«Una vez en Iowa..», así empieza un poema de Seamus Heaney —en su último libro— que me ha impresionado. Habla de una cosechadora abandonada, en mitad de un desierto nevado. Tenía una idea más idílica de Iowa, un lugar que ni siquiera sé por dónde cae. Estuve pensando. Transitábamos por una autopista de Pensilvania. Conducía Mark. Con él iba Jesús, delante; detrás, Astrid, Cristina y yo. Nos mostrábamos los libros que acabábamos de comprar en Harrisburg. A mí seguían emocionándome los camiones americanos. Adelantábamos uno, saqué la cámara y salió en la foto. Un camión de Iowa. Un cielo diáfano.
viernes, 30 de noviembre de 2007
Málaga revisitada
Recibo un recorte del diario El Mundo, edición malagueña. Leo una columna de AG ensalzando a RPE como cultura viva de la ciudad. Juicioso, es cierto. Pero sonrío, y recuerdo. Una mañana, frente al mar. Cuando éramos amigos (qué raro suena, qué inverosímil). Me dijo que perdía tiempo e ingenio escribiendo en los periódicos. Luego me advirtió: «Vienes aquí a visitar lo peor de Málaga, que lo sepas.» Eso iba por el ensalzado. Al cabo de los años sigo al pie de la letra los consejos del antiguo compañero: detesto los periódicos y en Málaga nunca he visitado a AG.
A las puertas del taller
¿Será de verdad tan repugnante como cuando lo miré con sus ojos de purpurina? Me acerqué a la mujer que engatusaba obreros. «Bonita tarde», le dije porque me pareció que llegaba desde los cerezos en flor. «No estoy para bobadas, si quieres lo hacemos detrás de esos asquerosos tubos amontonados» No están amontonados, los veo ahora, sino apilados hasta que los retire el chatarrero. A la intemperie la herrumbre los mina. Los plásticos, atrapados, ondean si hay brisa. Cuando les lanzan piedras, las ratas corren a su cobijo. A las puertas del taller, sin ningún recuerdo; no solté la pasta.
Noticia del invierno
En las rodillas, sobre los hombros, hacia los brazos, el invierno me pesa. Sus trizas de niebla me suben por la pierna, dentro del muslo. He apagado la calefacción hace menos de una hora y el frío ha invadido las habitaciones antes de que llegara la prisa por salir. Si no seré yo quien pague esta factura, ¿a qué tanto cuidado? He pinzado los extremos de la cremallera y me he cerrado la chaqueta. Arranco unas cuantas borlas, de las muchas que fabrica el uso en la lana, por distraer los minutos que cloquean en el reloj de la estancia.
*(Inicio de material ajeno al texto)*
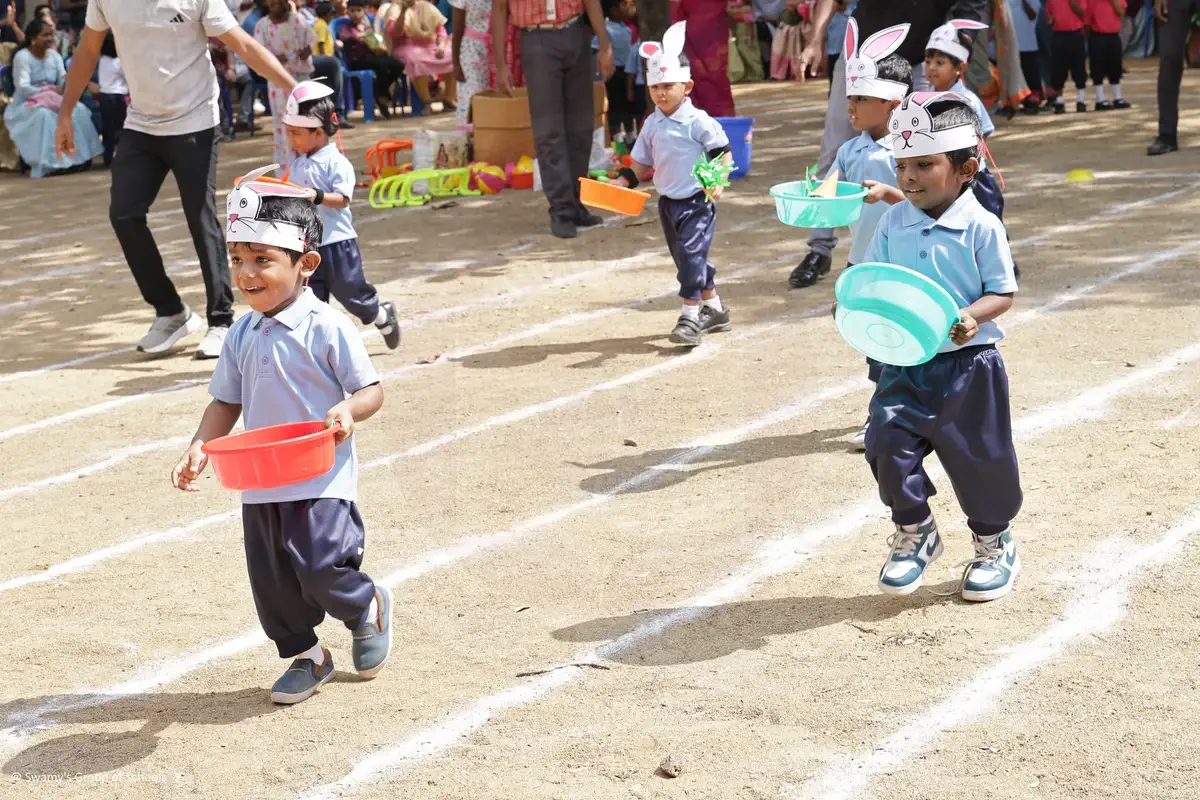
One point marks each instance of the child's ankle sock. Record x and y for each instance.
(315, 654)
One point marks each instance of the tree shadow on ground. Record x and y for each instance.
(709, 633)
(671, 467)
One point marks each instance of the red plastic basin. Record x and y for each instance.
(265, 458)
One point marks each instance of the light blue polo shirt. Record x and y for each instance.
(329, 170)
(965, 252)
(673, 144)
(294, 367)
(859, 160)
(972, 98)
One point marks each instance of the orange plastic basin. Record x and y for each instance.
(612, 198)
(265, 458)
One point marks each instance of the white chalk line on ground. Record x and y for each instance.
(1090, 613)
(700, 354)
(774, 558)
(444, 557)
(121, 453)
(25, 723)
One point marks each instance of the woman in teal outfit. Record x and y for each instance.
(39, 76)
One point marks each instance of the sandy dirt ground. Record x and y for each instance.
(682, 540)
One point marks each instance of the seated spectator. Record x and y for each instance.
(420, 42)
(39, 79)
(365, 50)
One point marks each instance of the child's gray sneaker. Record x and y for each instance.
(372, 642)
(168, 330)
(301, 679)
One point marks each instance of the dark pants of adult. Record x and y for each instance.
(1031, 68)
(1069, 56)
(689, 226)
(329, 70)
(304, 560)
(341, 275)
(1173, 38)
(1104, 54)
(139, 168)
(954, 405)
(112, 114)
(388, 71)
(558, 78)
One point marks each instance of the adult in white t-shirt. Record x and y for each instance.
(171, 127)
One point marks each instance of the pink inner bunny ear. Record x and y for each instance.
(882, 43)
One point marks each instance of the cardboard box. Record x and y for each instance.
(502, 127)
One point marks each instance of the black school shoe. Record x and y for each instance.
(1163, 145)
(714, 322)
(809, 270)
(390, 328)
(687, 331)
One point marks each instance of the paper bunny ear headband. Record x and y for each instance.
(862, 62)
(912, 131)
(249, 223)
(663, 59)
(304, 92)
(946, 38)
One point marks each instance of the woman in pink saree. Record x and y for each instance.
(708, 53)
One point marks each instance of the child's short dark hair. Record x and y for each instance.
(299, 212)
(953, 59)
(895, 68)
(953, 113)
(324, 110)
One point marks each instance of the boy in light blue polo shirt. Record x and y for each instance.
(673, 139)
(294, 360)
(311, 119)
(955, 404)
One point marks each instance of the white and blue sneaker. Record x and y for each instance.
(991, 572)
(913, 548)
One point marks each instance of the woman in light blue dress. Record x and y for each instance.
(39, 76)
¿Cuántas palabras entran en cien palabras?
Una, dos, tres, cuatro, cinco, seis, siete, ocho, nueve, diez, once, doce, trece, catorce, quince, dieciséis, diecisiete, dieciocho, diecinueve, veinte, veintiuna, veintidós, veintitrés, veinticuatro, veinticinco, veitiséis, veitinsiete, veiocho, veintinueve, treinta, treinta y una, treinta y dos, treinta y tres, treinta y cuatro, treinta y cinco, treinta y seis, treinta y siete, treinta y ocho, treinta y nueve, cuarenta, cuarenta y una, cuarenta y dos, cuarenta y tres, cuarenta y cuatro, cuarenta y cinco, cuarenta y seis, cuarenta y siete, cuarenta y ocho, cuarenta y nueve, cincuenta, cincuenta y una, cincuenta y dos, cincuenta y tres, cincuenta y cuatro, cincuenta y
Poética del bloc, en cien palabras
Ahora lo veo claro. Cuando la literatura impresa en papel acosa con su exigencia de una legibilidad que nadie lee, estos cuadraditos de cien palabras que nadie va a leer pueden convertirse (han de convertirse) en la burbuja donde el escritor respire, libre de esperas. ¿Para qué? Felizmente ya para nada. Para nadie. Para él mismo. Diario íntimo público. Para liberarse del papel. Cuando la literatura impresa agobia con su exigencia de sardina en un puesto del mercado, quedan los espacios gratuitos: el paseo por la ciudad, por la playa, el adentrarse en el bosque donde no circulan las motocicletas.